Is the above equation definitely correct? Is there a justification for this?

Yes, you may as well take this as the definition of the risk-neutral probability $Q$.

I will now try to give you some intuition for that kind of construction.

Assume the risk-free interest rate $r$ is constant and that the world ends at time $T$. Suppose you have a security $B=B_t$ which is riskless, i.e. which follows the dynamics $$dB/B = r \, dt$$ so that, since $dB/B = d \ln B$, you can easily see that $B_t = B_0 e^{rt}$. In other words, the process $B_t$ grows at the same speed of the risk-free rate. For this security, the price at time zero is $B_0$, which coincides with the discounted value of its expected payoff: $$e^{-rT} E[B_T] = e^{-rT} E[B_0 e^{rT}] = e^{-rT} B_0 e^{rT} = B_0 \,.$$

Now consider a stock which is risky, as it follows the dynamics $$dS/S = \mu \, dt + \sigma\,dW$$ with $\mu > r$ and $\sigma$ constant and $dW$, a standard Brownian Motion, being the source of risk. This time the process $S$ grows in expectation with speed $\mu$, and its discounted expected payoff $$e^{-rT}E[S_T] = e^{-rT} S_0 e^{\mu T} = S_0 e^{(\mu-r) T} > S_0$$ is bigger that its current value $S_0$. Why is it so? Well, because there's some risk involved in holding $S$, so that its price should be lower w.r.t. a riskless security! This way the investor who buys the stock at time $0$ will be compensated for bearing this risk, i.e. he will pocket a risk premium. The risk-neutral probability $Q$ is the one which gives the right price when you look at the discounted expected payoff, i.e. $$S_0 = e^{-rT}E^Q[S_T]\,.$$ If you followed my reasoning so far, it should now be clear that $Q$ is that probability for which $$dS/S = r\, dt + \sigma\, dW^Q$$ with $dW^Q$ being a Brownian Motion under $Q$.
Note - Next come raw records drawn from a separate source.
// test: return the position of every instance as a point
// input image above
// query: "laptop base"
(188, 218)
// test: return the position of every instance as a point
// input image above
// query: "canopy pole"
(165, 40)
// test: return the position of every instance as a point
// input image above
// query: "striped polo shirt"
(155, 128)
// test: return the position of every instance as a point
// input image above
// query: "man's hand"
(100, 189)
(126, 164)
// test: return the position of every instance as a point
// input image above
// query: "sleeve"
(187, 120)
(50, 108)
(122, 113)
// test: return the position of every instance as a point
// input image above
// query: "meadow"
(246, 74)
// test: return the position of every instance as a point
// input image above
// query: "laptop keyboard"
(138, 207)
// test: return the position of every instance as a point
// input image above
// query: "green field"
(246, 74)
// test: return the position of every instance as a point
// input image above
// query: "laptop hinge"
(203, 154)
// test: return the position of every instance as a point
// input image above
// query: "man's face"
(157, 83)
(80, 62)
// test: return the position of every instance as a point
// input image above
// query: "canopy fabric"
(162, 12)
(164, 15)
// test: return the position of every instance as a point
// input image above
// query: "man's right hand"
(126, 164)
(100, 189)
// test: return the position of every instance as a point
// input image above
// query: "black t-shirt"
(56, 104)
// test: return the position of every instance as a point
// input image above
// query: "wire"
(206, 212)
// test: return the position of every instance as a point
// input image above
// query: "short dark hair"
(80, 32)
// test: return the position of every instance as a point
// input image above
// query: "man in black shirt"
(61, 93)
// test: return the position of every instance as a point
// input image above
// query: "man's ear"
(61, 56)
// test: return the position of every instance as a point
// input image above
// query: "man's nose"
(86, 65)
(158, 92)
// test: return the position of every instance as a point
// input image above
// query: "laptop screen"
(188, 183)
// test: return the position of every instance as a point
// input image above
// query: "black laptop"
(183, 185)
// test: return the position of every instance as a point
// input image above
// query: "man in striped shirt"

• Any other proper way to justify way is by Girsanov Theorem. Mar 19, 2015 at 23:27
• @StudentT I learnt girsanov theorem at university but I didn't really understand it intuitively. Thank you.
– Kian
Mar 21, 2015 at 10:44
• What if the stock pays dividend? I think in this case, you need to subtract the dividend from the drift term? May 22, 2019 at 21:35

I've written a blog precisely on answering this question if anyone is interested. The basic idea is that you start in the real world probability measure with a risky asset and a risk-free asset modelled by geometric Brownian motion. You then compose the two together to form another function. Ito's lemma then tells you the dynamics of this new composed function. Girsanov's theorem then comes along and takes this stochastic differential equation (SDE), as per Ito in the previous step, and the original real-world probability measure, and outputs a new SDE and a new probability measure. Then, some algebra and substitution back in to the original SDE will give you the new SDE.